A ring-shaped slider 20 is provided on the outer peripheral surface of the operation pipe 19 so as to be movable along the axial direction. A fixing ring 22 is disposed behind the slider 20 via a coil spring (elastic member) 21.

Further, the proximal end portion of the grip portion 23 is connected to the distal end portion of the operation pipe 19 via an action pin so as to be rotatable.

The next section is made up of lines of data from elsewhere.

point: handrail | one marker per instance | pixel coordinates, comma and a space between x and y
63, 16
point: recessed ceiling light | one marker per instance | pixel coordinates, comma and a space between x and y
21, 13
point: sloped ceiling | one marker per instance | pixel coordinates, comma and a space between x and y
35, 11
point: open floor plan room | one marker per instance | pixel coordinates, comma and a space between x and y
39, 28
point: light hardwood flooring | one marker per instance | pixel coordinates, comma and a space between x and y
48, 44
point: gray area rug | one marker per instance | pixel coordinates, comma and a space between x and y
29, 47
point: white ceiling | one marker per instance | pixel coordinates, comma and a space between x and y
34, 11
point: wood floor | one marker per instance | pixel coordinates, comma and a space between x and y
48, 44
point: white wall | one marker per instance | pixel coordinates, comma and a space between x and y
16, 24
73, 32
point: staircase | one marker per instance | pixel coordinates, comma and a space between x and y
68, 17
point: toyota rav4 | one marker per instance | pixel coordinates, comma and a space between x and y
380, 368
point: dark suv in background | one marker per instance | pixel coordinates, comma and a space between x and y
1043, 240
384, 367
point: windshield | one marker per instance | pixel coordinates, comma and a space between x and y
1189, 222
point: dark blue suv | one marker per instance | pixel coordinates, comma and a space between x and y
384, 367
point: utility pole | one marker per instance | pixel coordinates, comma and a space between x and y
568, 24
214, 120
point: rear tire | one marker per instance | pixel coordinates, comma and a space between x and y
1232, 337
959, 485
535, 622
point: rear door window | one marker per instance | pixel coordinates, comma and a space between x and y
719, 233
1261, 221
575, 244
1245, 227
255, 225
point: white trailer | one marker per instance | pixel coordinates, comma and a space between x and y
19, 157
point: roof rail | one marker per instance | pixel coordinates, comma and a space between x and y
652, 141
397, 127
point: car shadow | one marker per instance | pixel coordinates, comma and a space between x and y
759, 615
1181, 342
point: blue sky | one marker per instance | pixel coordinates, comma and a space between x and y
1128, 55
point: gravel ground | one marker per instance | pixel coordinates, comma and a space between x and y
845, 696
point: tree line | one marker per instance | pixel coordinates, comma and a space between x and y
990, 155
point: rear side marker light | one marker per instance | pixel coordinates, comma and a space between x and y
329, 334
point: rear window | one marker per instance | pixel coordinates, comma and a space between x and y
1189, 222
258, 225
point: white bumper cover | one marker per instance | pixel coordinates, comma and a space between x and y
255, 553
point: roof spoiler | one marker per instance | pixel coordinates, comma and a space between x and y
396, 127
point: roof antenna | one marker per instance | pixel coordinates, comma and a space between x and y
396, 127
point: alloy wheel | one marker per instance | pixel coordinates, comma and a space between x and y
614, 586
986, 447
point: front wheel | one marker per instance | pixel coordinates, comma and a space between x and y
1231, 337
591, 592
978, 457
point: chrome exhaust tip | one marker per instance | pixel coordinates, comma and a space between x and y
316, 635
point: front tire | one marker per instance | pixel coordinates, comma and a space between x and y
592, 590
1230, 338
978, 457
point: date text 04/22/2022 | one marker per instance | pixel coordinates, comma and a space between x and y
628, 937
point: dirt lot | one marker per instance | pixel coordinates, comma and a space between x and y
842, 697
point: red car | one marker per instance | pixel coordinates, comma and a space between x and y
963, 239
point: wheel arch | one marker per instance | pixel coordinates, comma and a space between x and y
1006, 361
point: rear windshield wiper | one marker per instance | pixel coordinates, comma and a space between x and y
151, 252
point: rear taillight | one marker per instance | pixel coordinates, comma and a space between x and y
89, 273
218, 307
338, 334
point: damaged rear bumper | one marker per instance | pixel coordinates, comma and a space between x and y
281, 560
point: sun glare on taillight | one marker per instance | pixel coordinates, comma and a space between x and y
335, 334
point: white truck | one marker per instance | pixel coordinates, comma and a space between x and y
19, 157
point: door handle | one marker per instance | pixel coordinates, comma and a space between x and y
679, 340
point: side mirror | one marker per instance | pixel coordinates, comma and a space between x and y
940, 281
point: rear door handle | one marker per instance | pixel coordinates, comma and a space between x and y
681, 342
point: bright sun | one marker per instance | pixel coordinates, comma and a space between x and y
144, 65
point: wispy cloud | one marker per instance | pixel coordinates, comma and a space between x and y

This gripping part 23 constitutes a treatment part of the ultrasonic medical device 1 together with the distal end part 31 of the probe 6. When the operation pipe 19 moves in the axial direction, the grip portion 23 is pushed and pulled in the front-rear direction via the action pin. At this time, when the operation pipe 19 is moved to the hand side, the grip portion 23 is rotated clockwise about the fulcrum pin via the action pin. As a result, the gripping portion 23 rotates in the direction approaching the distal end portion 31 of the probe 6 (the closing direction). At this time, the living tissue can be grasped between the single-opening type grasping portion 23 and the distal end portion 31 of the probe 6.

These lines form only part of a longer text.